Oui, mais ça, c’était avant. En 2008, comme pris de remords, il revint sur cette période dans «  l’Affaire Jacquet  », acte de contrition où il regrettait la sévérité de son jugement initial. La chute du livre était éloquente  :  «  Finalement, ce 12 juillet 1998 fut une belle journée  ». Il était rentré dans le rang et passa pour simplifier du purisme au réalisme. Son nouveau conformisme lui vaut d’être chef d’une fanfare qui boit ses paroles dans la vénération globale de Deschamps et de son équipe de France invertébrée.
Le tableau d’affichage a raison
Parfois, Duluc doit quand même trouver qu’il va un peu loin dans sa célébration de l’équipe nationale. Au lendemain de l’abominable victoire française en Bulgarie (1-0) le 8 octobre dernier, il osa  :  «  L’avenir de l’équipe de France est éclairé  ». Trois jours plus tard, après une victoire au forceps (2-1) contre la Biélorussie, comme pour s’affranchir de pareille flagornerie, il balancera un édito au vitriol où les Bleus en prennent pour leur grade.

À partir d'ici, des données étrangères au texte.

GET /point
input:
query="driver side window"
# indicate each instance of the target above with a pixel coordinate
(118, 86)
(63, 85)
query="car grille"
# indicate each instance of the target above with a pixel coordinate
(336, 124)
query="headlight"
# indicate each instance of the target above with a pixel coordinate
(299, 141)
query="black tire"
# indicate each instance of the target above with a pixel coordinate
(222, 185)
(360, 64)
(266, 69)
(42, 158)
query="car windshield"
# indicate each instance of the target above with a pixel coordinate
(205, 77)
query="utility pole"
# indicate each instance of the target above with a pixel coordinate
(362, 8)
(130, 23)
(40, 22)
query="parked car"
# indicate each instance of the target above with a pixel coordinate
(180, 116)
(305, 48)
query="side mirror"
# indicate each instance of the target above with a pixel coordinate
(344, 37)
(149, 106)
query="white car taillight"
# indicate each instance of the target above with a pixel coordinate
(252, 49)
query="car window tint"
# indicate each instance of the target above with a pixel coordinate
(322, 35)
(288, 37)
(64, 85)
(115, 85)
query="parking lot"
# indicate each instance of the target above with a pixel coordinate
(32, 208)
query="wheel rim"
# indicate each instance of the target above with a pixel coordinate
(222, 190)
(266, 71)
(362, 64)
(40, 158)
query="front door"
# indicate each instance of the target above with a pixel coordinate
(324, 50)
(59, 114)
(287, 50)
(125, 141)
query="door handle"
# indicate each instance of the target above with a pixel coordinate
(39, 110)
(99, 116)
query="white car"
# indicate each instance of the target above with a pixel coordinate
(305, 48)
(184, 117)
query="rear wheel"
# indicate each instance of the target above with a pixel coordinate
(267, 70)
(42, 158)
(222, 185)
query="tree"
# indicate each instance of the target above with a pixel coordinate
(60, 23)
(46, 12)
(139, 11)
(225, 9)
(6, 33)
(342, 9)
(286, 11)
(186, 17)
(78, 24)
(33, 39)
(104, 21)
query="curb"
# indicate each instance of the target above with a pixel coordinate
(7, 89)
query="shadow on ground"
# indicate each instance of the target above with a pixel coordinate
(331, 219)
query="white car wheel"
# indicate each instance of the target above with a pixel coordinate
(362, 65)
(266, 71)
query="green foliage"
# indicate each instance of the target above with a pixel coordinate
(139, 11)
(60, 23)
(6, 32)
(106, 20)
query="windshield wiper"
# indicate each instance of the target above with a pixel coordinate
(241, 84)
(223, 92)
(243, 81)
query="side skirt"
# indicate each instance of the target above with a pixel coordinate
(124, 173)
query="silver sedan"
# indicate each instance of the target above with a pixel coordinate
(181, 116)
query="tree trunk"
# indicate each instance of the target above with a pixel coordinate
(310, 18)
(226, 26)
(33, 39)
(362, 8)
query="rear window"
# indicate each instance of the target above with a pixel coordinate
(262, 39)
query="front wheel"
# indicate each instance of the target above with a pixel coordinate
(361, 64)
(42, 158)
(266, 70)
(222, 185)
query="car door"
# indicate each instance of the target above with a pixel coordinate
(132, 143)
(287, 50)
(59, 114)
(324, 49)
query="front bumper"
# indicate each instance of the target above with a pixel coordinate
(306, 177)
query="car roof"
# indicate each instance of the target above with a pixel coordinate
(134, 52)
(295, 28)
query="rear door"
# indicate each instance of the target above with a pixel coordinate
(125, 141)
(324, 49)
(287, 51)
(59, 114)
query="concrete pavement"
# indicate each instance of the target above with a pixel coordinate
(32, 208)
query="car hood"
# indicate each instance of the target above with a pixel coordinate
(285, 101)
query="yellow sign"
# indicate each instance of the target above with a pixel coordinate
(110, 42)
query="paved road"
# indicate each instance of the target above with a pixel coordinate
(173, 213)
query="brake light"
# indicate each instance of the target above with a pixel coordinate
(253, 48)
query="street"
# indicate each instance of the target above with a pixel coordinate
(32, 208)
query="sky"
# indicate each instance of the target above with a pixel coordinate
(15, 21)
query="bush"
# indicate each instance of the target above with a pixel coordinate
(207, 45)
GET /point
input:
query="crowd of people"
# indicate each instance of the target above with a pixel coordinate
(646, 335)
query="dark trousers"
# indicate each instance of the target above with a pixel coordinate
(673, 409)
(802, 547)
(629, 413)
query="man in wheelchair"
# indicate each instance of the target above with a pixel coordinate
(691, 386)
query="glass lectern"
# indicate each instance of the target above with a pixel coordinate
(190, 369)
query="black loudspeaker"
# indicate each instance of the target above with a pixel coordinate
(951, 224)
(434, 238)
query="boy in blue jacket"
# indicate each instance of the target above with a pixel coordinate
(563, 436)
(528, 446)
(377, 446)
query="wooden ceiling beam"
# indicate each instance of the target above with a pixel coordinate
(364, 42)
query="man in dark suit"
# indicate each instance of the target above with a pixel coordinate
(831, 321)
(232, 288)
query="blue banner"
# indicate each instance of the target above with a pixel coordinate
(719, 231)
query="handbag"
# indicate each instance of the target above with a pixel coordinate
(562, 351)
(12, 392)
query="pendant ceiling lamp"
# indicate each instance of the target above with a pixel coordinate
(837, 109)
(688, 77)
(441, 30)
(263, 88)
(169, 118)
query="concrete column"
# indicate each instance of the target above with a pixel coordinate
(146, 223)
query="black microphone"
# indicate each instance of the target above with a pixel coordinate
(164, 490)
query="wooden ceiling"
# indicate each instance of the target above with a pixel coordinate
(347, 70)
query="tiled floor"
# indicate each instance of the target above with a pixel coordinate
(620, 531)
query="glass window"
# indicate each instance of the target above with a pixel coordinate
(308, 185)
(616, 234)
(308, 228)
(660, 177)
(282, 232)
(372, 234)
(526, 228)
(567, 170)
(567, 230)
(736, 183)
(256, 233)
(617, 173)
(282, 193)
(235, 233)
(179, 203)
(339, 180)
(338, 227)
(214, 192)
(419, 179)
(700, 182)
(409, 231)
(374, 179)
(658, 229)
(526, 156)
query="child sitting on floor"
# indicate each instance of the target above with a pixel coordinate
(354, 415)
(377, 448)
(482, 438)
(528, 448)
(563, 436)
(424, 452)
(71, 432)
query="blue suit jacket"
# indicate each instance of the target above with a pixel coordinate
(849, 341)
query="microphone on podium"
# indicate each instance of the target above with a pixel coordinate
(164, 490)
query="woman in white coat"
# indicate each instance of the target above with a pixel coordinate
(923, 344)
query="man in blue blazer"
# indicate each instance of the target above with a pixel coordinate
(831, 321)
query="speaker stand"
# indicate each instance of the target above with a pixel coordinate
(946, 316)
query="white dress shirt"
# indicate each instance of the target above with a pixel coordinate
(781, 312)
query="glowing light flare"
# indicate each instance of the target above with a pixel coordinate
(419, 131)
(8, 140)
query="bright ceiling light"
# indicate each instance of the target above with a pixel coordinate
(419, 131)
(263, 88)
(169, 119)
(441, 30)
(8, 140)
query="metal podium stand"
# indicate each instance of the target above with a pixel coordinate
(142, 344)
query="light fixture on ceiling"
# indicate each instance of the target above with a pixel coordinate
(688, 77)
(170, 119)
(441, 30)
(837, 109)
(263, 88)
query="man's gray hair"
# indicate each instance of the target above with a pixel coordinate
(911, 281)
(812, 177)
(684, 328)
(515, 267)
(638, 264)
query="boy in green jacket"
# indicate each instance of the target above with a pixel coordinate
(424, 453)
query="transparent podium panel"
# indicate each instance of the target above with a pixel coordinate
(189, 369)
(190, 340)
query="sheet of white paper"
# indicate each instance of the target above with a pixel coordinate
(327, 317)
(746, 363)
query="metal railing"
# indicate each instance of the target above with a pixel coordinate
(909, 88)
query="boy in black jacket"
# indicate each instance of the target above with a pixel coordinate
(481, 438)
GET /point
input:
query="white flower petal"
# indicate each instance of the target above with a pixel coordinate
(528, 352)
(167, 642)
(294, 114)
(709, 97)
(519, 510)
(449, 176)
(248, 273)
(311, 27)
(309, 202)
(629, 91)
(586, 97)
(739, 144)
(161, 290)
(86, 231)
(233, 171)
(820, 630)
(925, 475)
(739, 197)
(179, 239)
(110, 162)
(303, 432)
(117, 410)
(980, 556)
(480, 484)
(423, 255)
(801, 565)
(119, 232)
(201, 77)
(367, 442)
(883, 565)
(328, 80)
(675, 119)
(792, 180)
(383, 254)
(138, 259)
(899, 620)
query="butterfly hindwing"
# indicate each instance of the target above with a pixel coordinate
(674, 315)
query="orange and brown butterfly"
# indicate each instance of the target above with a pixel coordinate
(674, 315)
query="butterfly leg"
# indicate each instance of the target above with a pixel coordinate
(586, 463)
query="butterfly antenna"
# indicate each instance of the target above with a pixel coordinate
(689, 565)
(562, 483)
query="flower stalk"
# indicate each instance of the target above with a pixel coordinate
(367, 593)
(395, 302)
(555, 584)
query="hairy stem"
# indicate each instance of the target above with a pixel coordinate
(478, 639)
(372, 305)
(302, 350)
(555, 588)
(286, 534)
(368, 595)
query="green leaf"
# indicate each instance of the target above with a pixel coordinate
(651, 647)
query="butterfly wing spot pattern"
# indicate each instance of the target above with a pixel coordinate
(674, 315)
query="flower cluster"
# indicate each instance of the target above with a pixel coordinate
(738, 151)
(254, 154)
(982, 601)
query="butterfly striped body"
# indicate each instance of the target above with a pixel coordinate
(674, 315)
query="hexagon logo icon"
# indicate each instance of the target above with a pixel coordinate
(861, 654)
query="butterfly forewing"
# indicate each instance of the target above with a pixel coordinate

On n’a pas compris ce basculement. Ce que l’on a saisi, c’est que d’une manière générale, Deschamps est l’entraîneur le plus épargné, plébiscité même par le quotidien sportif et par toute la presse en général, dont Duluc est le principal influent. Comment  n’aimait-il pas l’équipe de France en 1998 et la supporte avec conviction en 2017  ? Qu’y a-t-il de différent entre Deschamps capitaine et Deschamps sélectionneur  ? Comment peut-il trouver que l’Euro 2016, épreuve consternante, fut pour la France une réussite au seul prétexte qu’elle a éliminé l’Allemagne on ne sait pas comment pour perdre une finale indigne  ? Comment, quand on aime le football, se faire le porte-parole de Deschamps qui continue de sélectionner des Sissoko et des Giroud quand la France a une génération d’exception  ? Comment, pour sauver ces deux-là, évoquer systématiquement des statistiques, arme des ignorants dont il n’est pas  ? En bref, comment soutenir cette équipe de France  ? Par renoncement, par autocensure, par confort  ? Peut-être. Succomber à la froideur métallique d’un tableau d’affichage qui annonce que le vainqueur a toujours raison est spécieux car une «  sale  »victoire ne présage jamais de joyeux lendemains. Etre en accord avec cette culture mainstream de la gagne immédiate et à tout prix est quand même une religion à courte vue.
Ben oui, il faut gagner
Contrairement à ce qu’écrit Duluc, il n’y a aucune utopie à envisager un football sophistiqué. Comme nous, il aime les équipes d’Espagne et d’Allemagne. Mais pourquoi  donc  tolère-t-il la monotonie et le désenchantement que véhicule l’équipe de France  ? Il n’y a aucune rêverie, ni poésie à affirmer un penchant pour un football accompli et l’échec laisse à tous un goût amer. Les défaites de Barcelone, par exemple, en Champions League face à l’Inter et Chelsea en 2010 et 2012 restent en travers de la gorge et le parti pris du jeu n’est pas de se tirer une balle dans le pied. Duluc 1998  ? Oui. Duluc 2017  ? Bof… on préférera toujours les épicuriens aux commissaires aux comptes, les émotions d’un bon match à l’agacement d’un mauvais. Le pragmatisme de Deschamps n’est pas la panacée du football.